• Evolution de la situation politique en Allemagne

      Evolution de la situation politique en Allemagne

    Ces dernières heures, après l’échec de la coalition dite Jamaïque, l’Allemagne semble s’orienter à nouveau vers une coalition entre le SPD et la CDU-CSU. A priori on pourrait dire que cette solution est raisonnable, que les deux partenaires se connaissent depuis longtemps, et que de toute façon ils représentent une majorité centriste qui a réuni 53,5 % des voix. Il est également assez visible que les deux partis sont à peu près sur la même longueur d’onde en ce qui concerne l’économie et le social. Le SPD de Gerhard Schröder a fait les réformes libérales que Merkel n’a fait finalement qu’appliquer. Contrairement au SPD qui n’arrête pas de se droitiser depuis quarante ans, elle n’a été innovante en rien, sauf sur un point qui est maintenant jugé comme une catastrophe par les Allemands eux-mêmes, l’ouverture des frontières aux migrants en 2015. Autrement dit, la CDU-CSU n’a pas bougé de son immobilisme foncier depuis des années, c’est le SPD qui l’a rejoint en acceptant contre des postes et des avantages de devenir le supplétif d’une politique économique et sociale qui est en train de détruire non seulement l’Allemagne, mais aussi l’Europe. Le premier problème est que cette coalition entre deux partis en fort déclins – à eux deux ils ont perdu plus de 100 sièges au Bundestag – ne va pas être populaire, elle décevra aussi bien la droite que la soi-disant « gauche » représentée par le SPD. 

    Mise en scène 

    Evolution de la situation politique en Allemagne

    Après l’échec de l’ubuesque coalition Jamaïque, nous en sommes donc maintenant aux tractations entre Martin Schulz et Angela Merkel[1]. Ces tractations sont difficiles à mener, non pas parce que la reddition des sociaux-démocrates est déjà actée, mais parce qu’il faut faire semblant que les deux parties négocient quelque chose et font des compromis. C’est évidemment le SPD qui a quelque chose à demander. Donc il faut qu’il se présente comme un parti qui va arracher quelque chose de décisif à la réactionnaire coalition CDU-CSU pour expliquer son retournement. Les négociations sont apparues encore plus compliquées depuis que l’Allemagne a voté pour la prolongation du glyphosate par la voie de son ministre de l’agriculture Christian Schmidt[2]. Merkel aurait désavoué son ministre, mais ce faisant, elle montre déjà que son autorité n’existe plus vraiment, qu’elle appartient au passé. Le SPD ne revendiquant plus rien sur le glyphosate, c’est à mon sens la preuve qu’il est prêt à rejoindre d’ores et déjà Merkel. Pour le reste sur la question européenne, ils sont assez à l’unisson pour rejeter ensemble les propositions farfelues de réforme suggérées par Emmanuel Macron.  

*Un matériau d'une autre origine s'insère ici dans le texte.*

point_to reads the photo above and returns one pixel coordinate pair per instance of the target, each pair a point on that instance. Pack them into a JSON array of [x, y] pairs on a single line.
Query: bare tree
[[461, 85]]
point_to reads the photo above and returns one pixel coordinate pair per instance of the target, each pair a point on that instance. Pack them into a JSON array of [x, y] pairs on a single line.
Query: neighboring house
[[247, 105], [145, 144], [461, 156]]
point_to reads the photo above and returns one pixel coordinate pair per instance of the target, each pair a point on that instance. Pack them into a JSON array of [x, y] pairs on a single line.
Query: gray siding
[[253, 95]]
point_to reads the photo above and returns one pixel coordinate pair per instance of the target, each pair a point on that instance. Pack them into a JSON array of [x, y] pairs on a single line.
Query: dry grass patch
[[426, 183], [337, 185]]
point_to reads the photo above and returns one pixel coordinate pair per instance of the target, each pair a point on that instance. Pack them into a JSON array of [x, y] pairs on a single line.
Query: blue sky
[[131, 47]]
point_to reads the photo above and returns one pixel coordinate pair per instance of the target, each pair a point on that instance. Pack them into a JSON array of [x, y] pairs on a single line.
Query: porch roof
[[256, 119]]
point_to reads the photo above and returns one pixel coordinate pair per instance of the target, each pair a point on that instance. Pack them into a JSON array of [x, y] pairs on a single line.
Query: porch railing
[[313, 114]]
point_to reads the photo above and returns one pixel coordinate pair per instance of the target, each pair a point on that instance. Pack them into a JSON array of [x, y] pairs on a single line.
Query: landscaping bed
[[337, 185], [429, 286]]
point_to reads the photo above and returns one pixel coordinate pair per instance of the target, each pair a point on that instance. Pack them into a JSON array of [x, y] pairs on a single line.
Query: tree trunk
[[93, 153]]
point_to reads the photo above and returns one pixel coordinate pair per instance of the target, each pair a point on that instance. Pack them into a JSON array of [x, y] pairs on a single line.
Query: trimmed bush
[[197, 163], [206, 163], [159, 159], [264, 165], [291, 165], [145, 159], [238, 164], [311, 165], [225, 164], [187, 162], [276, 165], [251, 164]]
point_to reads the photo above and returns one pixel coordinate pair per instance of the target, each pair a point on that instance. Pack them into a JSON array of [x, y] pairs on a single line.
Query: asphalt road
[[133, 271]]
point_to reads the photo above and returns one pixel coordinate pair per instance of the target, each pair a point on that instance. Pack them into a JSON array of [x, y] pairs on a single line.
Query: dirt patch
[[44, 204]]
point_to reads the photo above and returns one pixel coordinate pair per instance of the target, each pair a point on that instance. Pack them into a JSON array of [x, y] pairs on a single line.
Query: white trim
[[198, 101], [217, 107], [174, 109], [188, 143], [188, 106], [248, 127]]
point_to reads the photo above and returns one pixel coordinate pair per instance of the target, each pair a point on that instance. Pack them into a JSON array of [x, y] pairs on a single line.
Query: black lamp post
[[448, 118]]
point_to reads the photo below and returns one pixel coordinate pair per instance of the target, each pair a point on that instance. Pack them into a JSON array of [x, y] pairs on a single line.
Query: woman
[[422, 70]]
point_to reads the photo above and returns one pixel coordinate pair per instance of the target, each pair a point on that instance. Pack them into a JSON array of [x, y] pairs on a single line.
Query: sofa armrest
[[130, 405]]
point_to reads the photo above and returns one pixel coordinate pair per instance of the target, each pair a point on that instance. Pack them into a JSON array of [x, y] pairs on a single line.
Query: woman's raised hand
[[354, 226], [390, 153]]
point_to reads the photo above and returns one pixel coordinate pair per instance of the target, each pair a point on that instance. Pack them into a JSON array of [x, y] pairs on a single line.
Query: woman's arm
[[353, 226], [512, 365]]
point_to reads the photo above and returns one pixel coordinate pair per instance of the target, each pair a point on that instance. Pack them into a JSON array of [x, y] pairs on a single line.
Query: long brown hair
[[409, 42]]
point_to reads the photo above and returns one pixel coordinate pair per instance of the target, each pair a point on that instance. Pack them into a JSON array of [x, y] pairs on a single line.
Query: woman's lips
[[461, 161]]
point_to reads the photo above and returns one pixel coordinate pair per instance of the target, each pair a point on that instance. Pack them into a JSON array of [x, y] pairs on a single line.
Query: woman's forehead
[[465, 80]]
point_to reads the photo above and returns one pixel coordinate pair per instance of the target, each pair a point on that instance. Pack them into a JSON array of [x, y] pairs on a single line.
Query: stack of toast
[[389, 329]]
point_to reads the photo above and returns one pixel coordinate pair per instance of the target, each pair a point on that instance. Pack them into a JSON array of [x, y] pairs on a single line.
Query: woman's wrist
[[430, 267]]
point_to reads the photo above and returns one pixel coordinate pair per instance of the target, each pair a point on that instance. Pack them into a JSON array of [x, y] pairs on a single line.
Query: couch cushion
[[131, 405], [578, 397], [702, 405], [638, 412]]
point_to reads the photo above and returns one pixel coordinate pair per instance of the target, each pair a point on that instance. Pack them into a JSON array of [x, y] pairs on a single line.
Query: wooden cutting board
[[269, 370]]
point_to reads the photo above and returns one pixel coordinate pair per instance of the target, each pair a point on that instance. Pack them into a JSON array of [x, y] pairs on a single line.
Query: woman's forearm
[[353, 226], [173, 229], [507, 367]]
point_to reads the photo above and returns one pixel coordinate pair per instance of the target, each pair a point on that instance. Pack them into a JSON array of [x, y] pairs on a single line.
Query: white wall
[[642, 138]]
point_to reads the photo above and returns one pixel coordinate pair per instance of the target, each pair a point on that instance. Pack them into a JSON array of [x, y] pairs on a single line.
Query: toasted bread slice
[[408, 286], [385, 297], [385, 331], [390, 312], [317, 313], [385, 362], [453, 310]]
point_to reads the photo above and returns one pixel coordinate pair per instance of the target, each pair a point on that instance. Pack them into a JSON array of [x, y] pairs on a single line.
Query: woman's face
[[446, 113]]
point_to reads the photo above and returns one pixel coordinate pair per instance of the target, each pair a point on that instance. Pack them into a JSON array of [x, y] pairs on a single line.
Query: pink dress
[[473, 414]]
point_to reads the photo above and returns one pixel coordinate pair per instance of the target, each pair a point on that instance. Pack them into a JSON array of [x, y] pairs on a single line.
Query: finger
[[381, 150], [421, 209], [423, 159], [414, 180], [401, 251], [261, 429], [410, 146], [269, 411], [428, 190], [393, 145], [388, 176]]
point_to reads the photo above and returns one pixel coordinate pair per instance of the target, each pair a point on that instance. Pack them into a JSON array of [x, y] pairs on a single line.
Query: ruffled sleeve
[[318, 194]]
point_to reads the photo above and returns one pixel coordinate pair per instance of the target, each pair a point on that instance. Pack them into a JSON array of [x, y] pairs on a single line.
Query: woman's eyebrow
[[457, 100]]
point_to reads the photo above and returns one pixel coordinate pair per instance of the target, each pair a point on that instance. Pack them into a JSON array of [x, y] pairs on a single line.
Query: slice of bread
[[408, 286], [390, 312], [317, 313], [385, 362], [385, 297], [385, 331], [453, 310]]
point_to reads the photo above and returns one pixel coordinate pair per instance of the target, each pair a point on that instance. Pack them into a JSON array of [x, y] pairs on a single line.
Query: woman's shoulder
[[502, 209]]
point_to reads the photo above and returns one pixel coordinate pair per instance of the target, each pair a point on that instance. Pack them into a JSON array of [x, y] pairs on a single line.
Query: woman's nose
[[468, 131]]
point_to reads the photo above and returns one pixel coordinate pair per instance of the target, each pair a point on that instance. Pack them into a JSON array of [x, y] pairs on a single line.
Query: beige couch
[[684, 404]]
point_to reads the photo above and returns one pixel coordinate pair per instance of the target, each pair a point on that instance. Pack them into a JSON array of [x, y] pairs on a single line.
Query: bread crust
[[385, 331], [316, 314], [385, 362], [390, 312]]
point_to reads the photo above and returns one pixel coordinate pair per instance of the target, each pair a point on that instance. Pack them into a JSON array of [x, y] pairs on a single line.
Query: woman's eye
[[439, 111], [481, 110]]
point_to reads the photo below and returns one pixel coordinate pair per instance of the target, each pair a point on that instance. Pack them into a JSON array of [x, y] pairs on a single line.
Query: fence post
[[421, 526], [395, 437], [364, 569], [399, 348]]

    Evolution de la situation politique en Allemagne

    Alors que peut-il revendiquer qui puisse laisser entendre qu’il est un parti différent de la CDU ? Martin Schulz va sans doute présenter comme une grande victoire deux éléments négociés : l’extension d’une complémentaire santé pour tous qui améliorerait la couverture sociale des travailleurs, et des investissements dans les infrastructures comme l’école et le logement, l’ensemble serait financé par une hausse des impôts sur les hauts revenus[3]. C’est un saupoudrage qui est acceptable pour Merkel si elle veut conserver sa charge Evidemment la droite de la droite va crier au chantage, mais elle n’a pas vraiment le choix si elle ne veut pas retourner devant les électeurs. Or de nouvelles élections législatives pourraient encore plus fragiliser les deux principaux partis de gouvernement qui non seulement ne présentent pas de grandes différences entre eux, mais qui en outre ont du mal à s’entendre… pour la répartition des postes ministériels ! 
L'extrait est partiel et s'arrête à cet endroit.